6   Current Coronial Medical Officers

Any person who immediately before the repeal day held office as a Coronial Medical Officer for the purposes of the former Act is taken, on and from that day, to have been appointed and to be a Coronial Medical Officer for the purposes of this Act until such time as he or she vacates office as such.

7   Existing commissions and other instruments that appoint persons to office on or after repeal day

(1)  A commission or other instrument of appointment made under or for the purposes of the former Act (an existing appointment instrument) that, but for the repeal of the former Act, would have operated on or after the repeal day to appoint a person to the office of State Coroner, a Deputy State Coroner, a coroner or an assistant coroner is taken on and from that day to have been issued under or for the purposes of this Act.
(2)  An existing appointment instrument operates, on the day specified in the instrument, to appoint the person named in the instrument:
(a)  in the case of the appointment of a person to the office of coroner where the person is not a Magistrate or Australian lawyer (but is a member of staff of the Attorney General’s Department)—to the office of assistant coroner under this Act, and
(b)  in any other case (but subject to subclause (3))—to the office under this Act that corresponds to the office specified in the instrument.
(3)  An existing appointment instrument has no force or effect for the purposes of this Act if it provides for:
(a)  the appointment of a person to the office of coroner where that person is not a Magistrate or Australian lawyer and not a member of staff of the Attorney General’s Department, or
(b)  the appointment of a person to the office of assistant coroner where that person is not a member of staff of the Attorney General’s Department.

8   Oaths of office required for certain coronial officers appointed before repeal day

Clause 6 of Schedule 1 extends to a person appointed as a coroner or assistant coroner under the former Act who has not taken the oaths or made the affirmations required of them by section 7 of that Act as in force immediately before the repeal day.
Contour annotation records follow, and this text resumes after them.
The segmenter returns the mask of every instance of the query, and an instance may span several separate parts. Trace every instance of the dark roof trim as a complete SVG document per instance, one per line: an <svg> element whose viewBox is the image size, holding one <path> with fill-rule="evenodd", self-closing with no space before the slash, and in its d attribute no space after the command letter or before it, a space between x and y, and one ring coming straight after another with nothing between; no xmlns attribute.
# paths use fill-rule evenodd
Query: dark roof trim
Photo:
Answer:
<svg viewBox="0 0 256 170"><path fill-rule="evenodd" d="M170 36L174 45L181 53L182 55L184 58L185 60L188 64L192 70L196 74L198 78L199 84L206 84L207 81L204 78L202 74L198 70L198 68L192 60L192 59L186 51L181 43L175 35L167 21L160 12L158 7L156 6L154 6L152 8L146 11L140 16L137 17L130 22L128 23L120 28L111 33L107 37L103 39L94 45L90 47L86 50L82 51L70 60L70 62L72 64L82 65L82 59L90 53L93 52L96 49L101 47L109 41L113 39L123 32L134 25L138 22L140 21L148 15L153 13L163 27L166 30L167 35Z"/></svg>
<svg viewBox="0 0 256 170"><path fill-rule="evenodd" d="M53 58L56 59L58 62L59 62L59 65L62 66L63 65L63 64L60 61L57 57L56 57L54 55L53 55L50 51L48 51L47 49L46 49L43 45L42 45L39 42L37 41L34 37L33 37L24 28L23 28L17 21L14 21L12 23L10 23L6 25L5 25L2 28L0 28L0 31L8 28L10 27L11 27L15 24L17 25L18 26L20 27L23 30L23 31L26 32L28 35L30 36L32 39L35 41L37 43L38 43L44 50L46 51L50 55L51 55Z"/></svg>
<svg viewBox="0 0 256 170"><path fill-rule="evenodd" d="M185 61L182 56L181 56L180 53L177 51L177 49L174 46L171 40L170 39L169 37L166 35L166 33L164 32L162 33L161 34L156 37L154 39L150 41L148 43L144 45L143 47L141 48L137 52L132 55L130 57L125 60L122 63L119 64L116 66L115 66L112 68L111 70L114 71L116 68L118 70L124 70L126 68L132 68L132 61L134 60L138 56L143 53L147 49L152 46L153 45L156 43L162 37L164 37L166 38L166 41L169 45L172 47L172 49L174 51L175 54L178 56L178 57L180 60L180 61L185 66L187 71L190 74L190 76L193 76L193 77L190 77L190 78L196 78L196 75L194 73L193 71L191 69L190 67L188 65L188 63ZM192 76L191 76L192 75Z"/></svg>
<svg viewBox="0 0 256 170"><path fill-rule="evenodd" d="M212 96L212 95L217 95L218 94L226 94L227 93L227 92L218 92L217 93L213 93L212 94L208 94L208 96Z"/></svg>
Division 3 Reports and death certificates

9   Reporting of deaths occurring before repeal day

(1)  A person who, immediately before the repeal day, had not complied with an obligation to report a death or suspected death imposed on the person by section 12A of the former Act is taken on and from the repeal day to be under an obligation to report the death or suspected death under section 35.
(2)  Nothing in subclause (1) prevents a person from being prosecuted or convicted for a contravention of section 12A (1) of the former Act that occurred before the repeal day.

10   Death certificates in relation to deaths occurring before repeal day

Section 12B of the former Act, as in force immediately before the repeal day, continues to apply in relation to the giving of certificates as to the cause of any death that occurred before the repeal day.

11   Provision of information to Ombudsman

The repeal of section 12A of the former Act does not affect any obligation that the State Coroner may have had under that section immediately before the repeal day to provide relevant material to the Ombudsman.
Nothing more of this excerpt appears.